Charles Herring, president of Wealth TV, a small cable channel that has struggled to get distribution, said some distributors try to force programmers to agree not to sell their channels to broadband-delivered services.

“A lot of the programmers are being hindered from offering their services over the top because they don’t want to alienate their cable affiliates,” Herring said.

If they do offer their services that way, he said, “they will be in direct conflict with the cable operators that provide them their primary source of revenue.” Herring said he has talked with the Justice Department about this issue.

Wealth TV is available online and via Roku despite those clauses, he said. “They haven’t called us on it yet. Maybe we’re flying under the radar.”

Most cable operators and programmers are not averse to putting content online, provided it is available only to people who already subscribe to a pay-TV provider. The initiative, known as TV Everywhere, was launched primarily with the intent of protecting the current television-distribution ecosystem.

Some media watchdogs, such as Public Knowledge, see TV Everywhere as a way to stave off potential competition and keep the television business closed to outsiders.

Also being questioned are so-called most-favored nation clauses that often are used in agreements between programmers and distributors.

Such a clause typically enables a large distributor to get programming more cheaply than a smaller distributor, much like the way a chain store such as Wal-Mart often gets products from suppliers at a lower cost than a stand-alone supermarket can.

Another topic that may get attention from the Justice Department is how programmers package channels that are licensed to distributors, a practice known as bundling.

Programmers such as Viacom Inc. and Disney often package less popular channels with their more successful ones.
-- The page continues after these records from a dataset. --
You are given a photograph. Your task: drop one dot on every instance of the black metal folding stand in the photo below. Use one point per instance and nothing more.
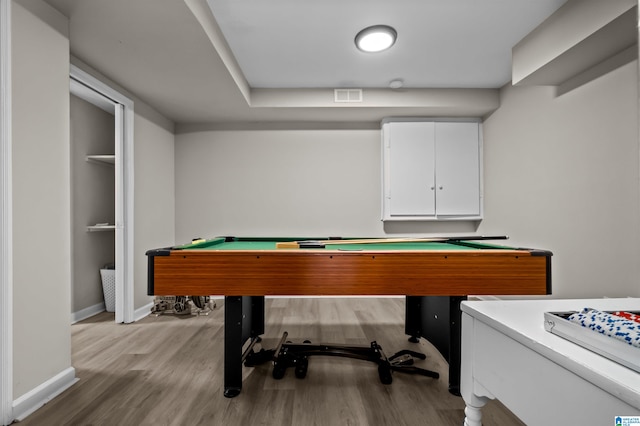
(288, 354)
(435, 318)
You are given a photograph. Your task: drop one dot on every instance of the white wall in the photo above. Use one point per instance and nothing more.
(278, 183)
(41, 196)
(561, 173)
(154, 192)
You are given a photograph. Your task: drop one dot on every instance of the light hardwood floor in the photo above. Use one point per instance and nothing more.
(167, 370)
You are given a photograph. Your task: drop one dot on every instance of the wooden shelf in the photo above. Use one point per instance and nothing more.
(104, 159)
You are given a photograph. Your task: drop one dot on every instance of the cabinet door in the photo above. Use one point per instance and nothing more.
(411, 169)
(457, 169)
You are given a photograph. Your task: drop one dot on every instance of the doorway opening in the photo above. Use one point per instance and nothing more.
(116, 226)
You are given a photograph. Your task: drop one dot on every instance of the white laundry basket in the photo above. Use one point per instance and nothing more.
(109, 288)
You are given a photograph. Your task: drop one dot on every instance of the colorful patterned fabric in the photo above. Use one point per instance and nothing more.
(618, 327)
(628, 315)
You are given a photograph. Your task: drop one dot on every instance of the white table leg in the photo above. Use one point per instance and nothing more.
(473, 416)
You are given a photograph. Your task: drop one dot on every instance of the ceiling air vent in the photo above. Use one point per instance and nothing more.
(347, 95)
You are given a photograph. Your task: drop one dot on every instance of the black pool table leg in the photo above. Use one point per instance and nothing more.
(232, 346)
(439, 320)
(243, 319)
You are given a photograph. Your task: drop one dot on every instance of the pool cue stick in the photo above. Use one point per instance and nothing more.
(297, 244)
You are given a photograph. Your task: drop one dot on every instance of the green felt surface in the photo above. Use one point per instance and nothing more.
(270, 244)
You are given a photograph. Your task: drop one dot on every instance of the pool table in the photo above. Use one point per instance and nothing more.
(435, 276)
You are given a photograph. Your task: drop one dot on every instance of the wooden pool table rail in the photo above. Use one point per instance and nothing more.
(337, 272)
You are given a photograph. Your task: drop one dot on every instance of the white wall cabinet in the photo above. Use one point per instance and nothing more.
(431, 170)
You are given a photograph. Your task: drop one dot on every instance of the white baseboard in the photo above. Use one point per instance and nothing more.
(142, 312)
(37, 397)
(87, 312)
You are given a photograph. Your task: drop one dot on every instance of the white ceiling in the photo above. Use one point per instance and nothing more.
(165, 51)
(441, 43)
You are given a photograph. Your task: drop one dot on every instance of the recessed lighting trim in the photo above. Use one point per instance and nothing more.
(376, 38)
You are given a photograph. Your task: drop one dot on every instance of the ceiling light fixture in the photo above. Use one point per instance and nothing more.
(376, 38)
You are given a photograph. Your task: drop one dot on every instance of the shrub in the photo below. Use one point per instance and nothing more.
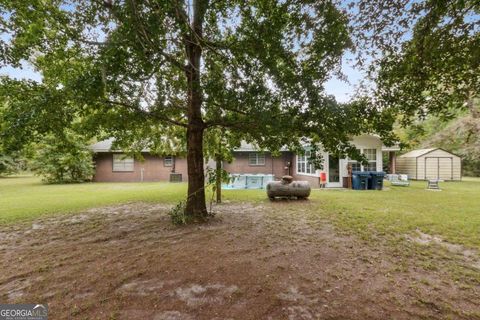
(64, 159)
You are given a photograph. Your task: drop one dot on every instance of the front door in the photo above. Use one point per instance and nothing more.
(333, 171)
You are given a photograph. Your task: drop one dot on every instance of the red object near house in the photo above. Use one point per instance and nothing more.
(323, 177)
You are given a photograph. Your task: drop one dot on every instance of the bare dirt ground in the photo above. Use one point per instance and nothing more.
(268, 261)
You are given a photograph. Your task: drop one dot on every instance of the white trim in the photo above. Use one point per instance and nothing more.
(122, 163)
(258, 156)
(306, 164)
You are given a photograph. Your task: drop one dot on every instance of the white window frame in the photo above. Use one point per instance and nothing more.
(370, 161)
(256, 159)
(168, 161)
(122, 163)
(303, 161)
(371, 157)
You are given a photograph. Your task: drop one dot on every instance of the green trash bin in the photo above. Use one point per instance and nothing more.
(360, 180)
(376, 180)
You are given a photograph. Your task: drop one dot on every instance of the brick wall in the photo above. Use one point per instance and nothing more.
(273, 165)
(153, 169)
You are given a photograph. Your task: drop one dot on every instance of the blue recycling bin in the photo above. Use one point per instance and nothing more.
(360, 180)
(376, 180)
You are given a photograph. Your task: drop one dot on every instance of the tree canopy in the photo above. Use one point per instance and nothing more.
(173, 75)
(153, 72)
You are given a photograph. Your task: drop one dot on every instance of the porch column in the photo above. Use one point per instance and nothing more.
(392, 158)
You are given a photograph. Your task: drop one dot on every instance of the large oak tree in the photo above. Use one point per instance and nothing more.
(163, 73)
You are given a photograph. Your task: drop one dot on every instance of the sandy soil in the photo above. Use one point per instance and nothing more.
(269, 261)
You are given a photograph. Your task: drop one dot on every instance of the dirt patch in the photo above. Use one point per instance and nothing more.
(269, 261)
(470, 256)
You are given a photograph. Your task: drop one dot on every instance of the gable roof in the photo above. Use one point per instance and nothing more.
(417, 153)
(106, 146)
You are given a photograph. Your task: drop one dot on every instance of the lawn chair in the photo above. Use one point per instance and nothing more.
(400, 180)
(432, 184)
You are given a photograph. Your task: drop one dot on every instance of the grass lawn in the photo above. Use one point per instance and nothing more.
(256, 260)
(453, 213)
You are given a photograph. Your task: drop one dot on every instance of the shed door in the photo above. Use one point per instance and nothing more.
(438, 168)
(431, 168)
(445, 169)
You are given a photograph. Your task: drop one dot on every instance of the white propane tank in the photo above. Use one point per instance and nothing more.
(288, 188)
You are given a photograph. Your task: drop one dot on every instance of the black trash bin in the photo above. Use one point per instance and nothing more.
(360, 180)
(376, 180)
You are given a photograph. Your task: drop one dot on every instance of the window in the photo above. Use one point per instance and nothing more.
(256, 159)
(355, 165)
(371, 155)
(168, 161)
(304, 165)
(122, 162)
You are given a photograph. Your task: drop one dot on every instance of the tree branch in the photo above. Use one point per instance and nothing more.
(145, 113)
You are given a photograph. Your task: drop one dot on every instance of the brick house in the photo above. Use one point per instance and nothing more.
(115, 166)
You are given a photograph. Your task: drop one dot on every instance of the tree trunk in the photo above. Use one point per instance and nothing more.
(196, 206)
(218, 178)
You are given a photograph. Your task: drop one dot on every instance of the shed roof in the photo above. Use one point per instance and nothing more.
(418, 153)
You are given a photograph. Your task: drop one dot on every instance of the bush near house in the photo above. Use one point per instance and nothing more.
(64, 159)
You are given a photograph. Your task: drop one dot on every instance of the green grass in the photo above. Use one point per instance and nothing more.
(453, 213)
(25, 198)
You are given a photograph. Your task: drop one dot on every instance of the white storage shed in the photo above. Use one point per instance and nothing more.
(433, 163)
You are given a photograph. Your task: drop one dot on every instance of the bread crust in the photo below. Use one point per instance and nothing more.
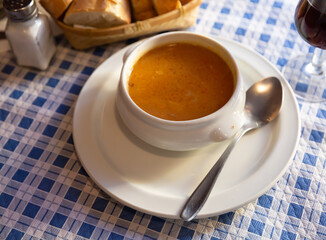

For example, a distributor would have to pay more to carry Disney’s ESPN but not its various spin-off channels than to carry all the ESPN channels.

Bundling is a sore point for distributors as well as for smaller programmers such as Herring’s Wealth TV, but efforts to eliminate it through the courts have not succeeded.

“We see little or no chance that the DOJ will take on that issue,” Moffett of Sanford Bernstein wrote.

News of the Justice Department’s inquiry was first reported by the Wall Street Journal.